What are some ways you can shoot yourself in the foot when using boost::shared_ptr? In other words, what pitfalls do I have to avoid when I use boost::shared_ptr?
Cyclic references: a shared_ptr<> to something that has a shared_ptr<> to the original object. You can use weak_ptr<> to break this cycle, of course.
I add the following as an example of what I am talking about in the comments.
class node : public enable_shared_from_this<node> {
public :
void set_parent(shared_ptr<node> parent) { parent_ = parent; }
void add_child(shared_ptr<node> child) {
children_.push_back(child);
child->set_parent(shared_from_this());
}
void frob() {
do_frob();
if (parent_) parent_->frob();
}
private :
void do_frob();
shared_ptr<node> parent_;
vector< shared_ptr<node> > children_;
};
In this example, you have a tree of nodes, each of which holds a pointer to its parent. The frob() member function, for whatever reason, ripples upwards through the tree. (This is not entirely outlandish; some GUI frameworks work this way).
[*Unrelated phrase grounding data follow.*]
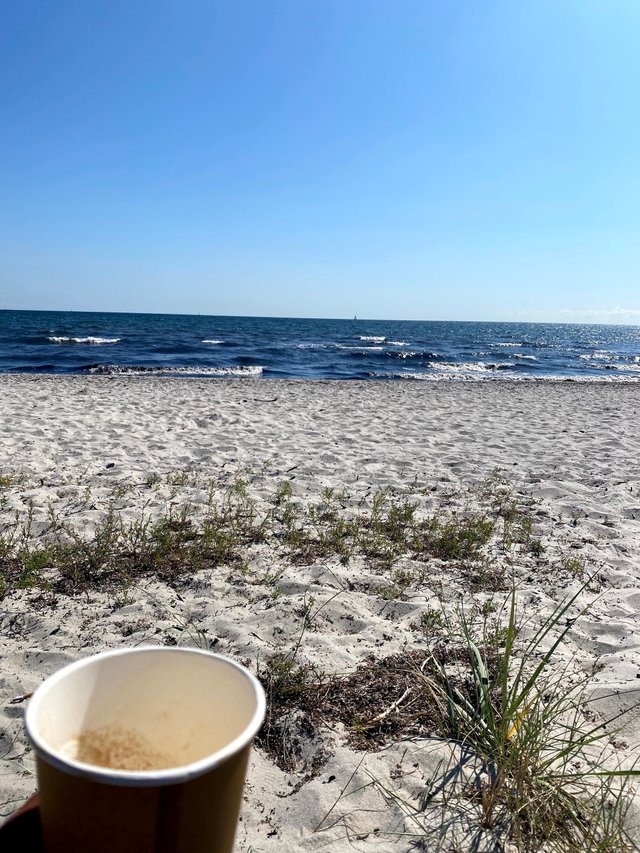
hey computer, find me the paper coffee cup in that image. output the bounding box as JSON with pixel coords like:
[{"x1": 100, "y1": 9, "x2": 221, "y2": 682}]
[{"x1": 25, "y1": 646, "x2": 266, "y2": 853}]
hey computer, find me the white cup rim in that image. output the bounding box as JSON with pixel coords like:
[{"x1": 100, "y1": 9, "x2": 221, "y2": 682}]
[{"x1": 25, "y1": 646, "x2": 266, "y2": 787}]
The problem is that, if you lose reference to the topmost node, then the topmost node still holds strong references to its children, and all its children also hold a strong reference to their parents. This means that there are circular references keeping all the instances from cleaning themselves up, while there is no way of actually reaching the tree from the code, this memory leaks.
class node : public enable_shared_from_this<node> {
public :
void set_parent(shared_ptr<node> parent) { parent_ = parent; }
void add_child(shared_ptr<node> child) {
children_.push_back(child);
child->set_parent(shared_from_this());
}
void frob() {
do_frob();
shared_ptr<node> parent = parent_.lock(); // Note: parent_.lock()
if (parent) parent->frob();
}
private :
void do_frob();
weak_ptr<node> parent_; // Note: now a weak_ptr<>
vector< shared_ptr<node> > children_;
};
Here, the parent node has been replaced by a weak pointer. It no longer has a say in the lifetime of the node to which it refers. Thus, if the topmost node goes out of scope as in the previous example, then while it holds strong references to its children, its children don't hold strong references to their parents. Thus there are no strong references to the object, and it cleans itself up. In turn, this causes the children to lose their one strong reference, which causes them to clean up, and so on. In short, this wont leak. And just by strategically replacing a shared_ptr<> with a weak_ptr<>.
Note: The above applies equally to std::shared_ptr<> and std::weak_ptr<> as it does to boost::shared_ptr<> and boost::weak_ptr<>.